Ralph G. Nuzzo, School of Chemical Sciences and the Frederick Seitz Materials Research Laboratory, University of Illinois at Urbana-Champaign, 104 S. Goodwin Avenue, Urbana, IL 61801
I will describe the considerable progress made in our recent (and highly collaborative) work on the development of new approaches to soft-lithography, ones that greatly extend its capabilities. The development of new approaches for printing large area sub-micron resist features frame one element of the unique capabilities that have come from our recent work. Perhaps more intriguing, though, are advances that have been made in recent research for printing functional forms of materials—solid inks—that yield systems with exceptional and here-to-fore inaccessible properties.
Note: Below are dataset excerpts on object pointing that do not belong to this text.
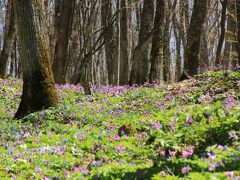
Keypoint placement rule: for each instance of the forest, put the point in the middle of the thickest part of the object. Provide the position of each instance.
(119, 89)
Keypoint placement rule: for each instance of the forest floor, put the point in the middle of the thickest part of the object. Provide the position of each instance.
(186, 130)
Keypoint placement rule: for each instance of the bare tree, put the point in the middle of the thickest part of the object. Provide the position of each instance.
(9, 37)
(157, 48)
(193, 38)
(38, 82)
(140, 62)
(223, 31)
(63, 36)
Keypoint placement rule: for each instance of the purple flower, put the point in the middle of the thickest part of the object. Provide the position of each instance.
(189, 120)
(185, 169)
(212, 168)
(163, 173)
(172, 128)
(220, 164)
(39, 171)
(120, 149)
(172, 153)
(156, 125)
(233, 135)
(230, 174)
(188, 152)
(220, 147)
(162, 153)
(66, 174)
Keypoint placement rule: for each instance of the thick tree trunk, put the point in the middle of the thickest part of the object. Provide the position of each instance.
(193, 38)
(140, 63)
(157, 48)
(222, 34)
(9, 37)
(63, 36)
(110, 42)
(124, 40)
(166, 43)
(238, 28)
(38, 82)
(231, 36)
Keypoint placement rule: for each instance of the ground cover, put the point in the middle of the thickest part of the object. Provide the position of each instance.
(186, 130)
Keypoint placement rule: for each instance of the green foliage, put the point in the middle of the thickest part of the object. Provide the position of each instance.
(180, 131)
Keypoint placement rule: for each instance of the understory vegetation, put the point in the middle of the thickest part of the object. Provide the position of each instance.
(186, 130)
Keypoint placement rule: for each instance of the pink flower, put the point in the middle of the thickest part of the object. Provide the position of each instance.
(220, 147)
(189, 120)
(185, 170)
(220, 164)
(230, 174)
(162, 153)
(39, 171)
(212, 168)
(185, 153)
(66, 174)
(120, 149)
(172, 153)
(233, 135)
(163, 173)
(172, 123)
(156, 125)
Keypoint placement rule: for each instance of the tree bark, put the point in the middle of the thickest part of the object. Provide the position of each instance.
(191, 63)
(230, 47)
(238, 28)
(157, 48)
(63, 36)
(38, 82)
(222, 34)
(9, 37)
(140, 62)
(110, 42)
(124, 43)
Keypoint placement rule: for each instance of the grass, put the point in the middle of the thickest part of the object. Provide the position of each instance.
(187, 130)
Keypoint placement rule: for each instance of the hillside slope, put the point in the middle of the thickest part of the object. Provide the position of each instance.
(183, 130)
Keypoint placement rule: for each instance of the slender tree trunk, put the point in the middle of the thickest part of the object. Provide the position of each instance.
(63, 36)
(157, 48)
(124, 40)
(238, 28)
(110, 42)
(38, 82)
(193, 38)
(222, 34)
(140, 62)
(166, 43)
(230, 50)
(9, 37)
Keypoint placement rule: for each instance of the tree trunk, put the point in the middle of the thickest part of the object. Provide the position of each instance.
(63, 36)
(9, 37)
(140, 62)
(124, 46)
(222, 34)
(193, 38)
(238, 28)
(38, 82)
(231, 36)
(157, 49)
(110, 42)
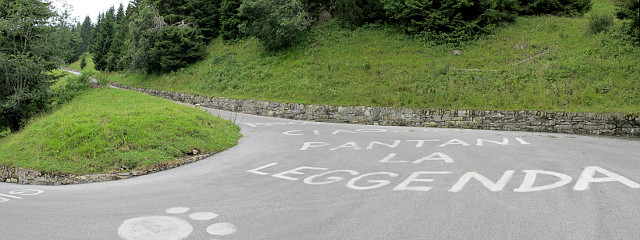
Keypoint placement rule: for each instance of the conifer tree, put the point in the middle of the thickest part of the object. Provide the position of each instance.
(86, 32)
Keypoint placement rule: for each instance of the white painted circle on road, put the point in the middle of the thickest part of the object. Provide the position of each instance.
(203, 216)
(222, 229)
(155, 227)
(177, 210)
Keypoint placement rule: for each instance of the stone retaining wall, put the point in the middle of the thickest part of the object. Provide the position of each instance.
(613, 124)
(26, 176)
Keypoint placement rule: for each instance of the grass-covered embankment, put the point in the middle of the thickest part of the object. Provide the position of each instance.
(110, 130)
(537, 63)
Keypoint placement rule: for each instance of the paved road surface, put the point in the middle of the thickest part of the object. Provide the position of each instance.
(302, 180)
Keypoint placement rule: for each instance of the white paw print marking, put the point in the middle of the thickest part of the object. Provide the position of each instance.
(171, 228)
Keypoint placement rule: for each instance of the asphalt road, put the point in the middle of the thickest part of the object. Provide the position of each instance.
(302, 180)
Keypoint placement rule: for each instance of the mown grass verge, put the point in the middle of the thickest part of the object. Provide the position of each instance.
(110, 130)
(536, 63)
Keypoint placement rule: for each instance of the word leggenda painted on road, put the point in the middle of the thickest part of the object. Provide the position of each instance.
(420, 180)
(18, 194)
(424, 181)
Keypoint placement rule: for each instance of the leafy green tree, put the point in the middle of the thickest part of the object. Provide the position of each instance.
(277, 23)
(630, 10)
(27, 28)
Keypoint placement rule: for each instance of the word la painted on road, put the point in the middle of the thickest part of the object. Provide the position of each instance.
(420, 181)
(18, 194)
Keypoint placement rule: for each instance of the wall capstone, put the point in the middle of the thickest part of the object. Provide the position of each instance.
(610, 124)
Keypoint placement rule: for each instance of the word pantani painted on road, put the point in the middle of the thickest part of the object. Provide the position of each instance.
(18, 194)
(419, 181)
(424, 181)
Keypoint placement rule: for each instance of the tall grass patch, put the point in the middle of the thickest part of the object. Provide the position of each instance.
(110, 130)
(536, 63)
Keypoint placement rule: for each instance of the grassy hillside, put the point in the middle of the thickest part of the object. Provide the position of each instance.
(109, 130)
(541, 63)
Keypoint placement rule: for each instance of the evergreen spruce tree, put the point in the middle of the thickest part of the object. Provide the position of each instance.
(86, 32)
(102, 56)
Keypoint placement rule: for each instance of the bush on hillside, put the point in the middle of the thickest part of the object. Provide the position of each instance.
(555, 7)
(156, 47)
(178, 47)
(599, 23)
(277, 23)
(73, 87)
(230, 19)
(630, 10)
(442, 21)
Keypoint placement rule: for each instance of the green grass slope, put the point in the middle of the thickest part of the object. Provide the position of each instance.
(537, 63)
(110, 130)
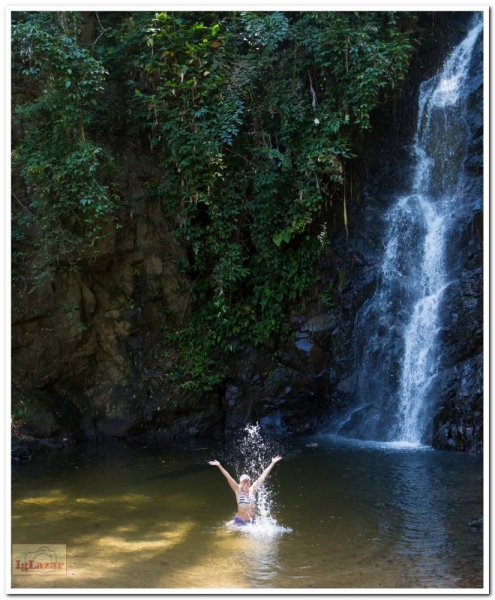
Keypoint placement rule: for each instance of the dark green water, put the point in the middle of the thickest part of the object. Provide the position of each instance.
(345, 515)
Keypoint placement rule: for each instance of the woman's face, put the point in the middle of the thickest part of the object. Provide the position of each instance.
(245, 484)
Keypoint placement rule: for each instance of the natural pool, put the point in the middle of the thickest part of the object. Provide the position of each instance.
(349, 515)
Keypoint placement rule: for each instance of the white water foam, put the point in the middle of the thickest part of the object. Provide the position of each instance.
(254, 454)
(396, 445)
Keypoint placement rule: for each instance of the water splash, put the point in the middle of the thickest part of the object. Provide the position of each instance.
(254, 453)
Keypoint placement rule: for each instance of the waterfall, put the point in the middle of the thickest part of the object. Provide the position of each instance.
(396, 331)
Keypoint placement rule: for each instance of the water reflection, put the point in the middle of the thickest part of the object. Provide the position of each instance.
(355, 516)
(421, 499)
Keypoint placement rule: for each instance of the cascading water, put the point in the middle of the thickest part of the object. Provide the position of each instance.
(396, 339)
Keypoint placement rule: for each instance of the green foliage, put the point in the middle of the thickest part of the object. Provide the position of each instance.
(67, 173)
(253, 118)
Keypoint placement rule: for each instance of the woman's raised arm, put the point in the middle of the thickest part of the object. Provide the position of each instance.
(265, 473)
(232, 482)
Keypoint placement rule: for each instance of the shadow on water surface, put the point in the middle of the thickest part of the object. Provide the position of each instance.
(360, 516)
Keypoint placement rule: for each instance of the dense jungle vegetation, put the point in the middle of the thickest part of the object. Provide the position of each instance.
(251, 118)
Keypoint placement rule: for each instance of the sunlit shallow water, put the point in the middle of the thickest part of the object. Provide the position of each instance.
(342, 514)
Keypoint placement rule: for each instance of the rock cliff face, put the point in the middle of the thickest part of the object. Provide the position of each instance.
(87, 349)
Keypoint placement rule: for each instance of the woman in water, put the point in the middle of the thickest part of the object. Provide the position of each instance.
(244, 491)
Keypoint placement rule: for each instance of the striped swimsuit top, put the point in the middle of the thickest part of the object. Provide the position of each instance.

It is now possible, using methods of soft-lithographic patterning, to print complex materials structures of very diverse form—single-crystalline semiconductor thin films, multilayer junctions, dielectrics, metals, and complex biological solids frame the palette of colors that can be accessed.

The construction of high performance macroelectronic circuits, new forms of optical devices appropriate for high sensitivity bio analytical measurement, and devices for energy conversion are among the examples that will be highlighted as demonstrations of the emerging opportunities for new forms of fabrication enabled by soft-lithography.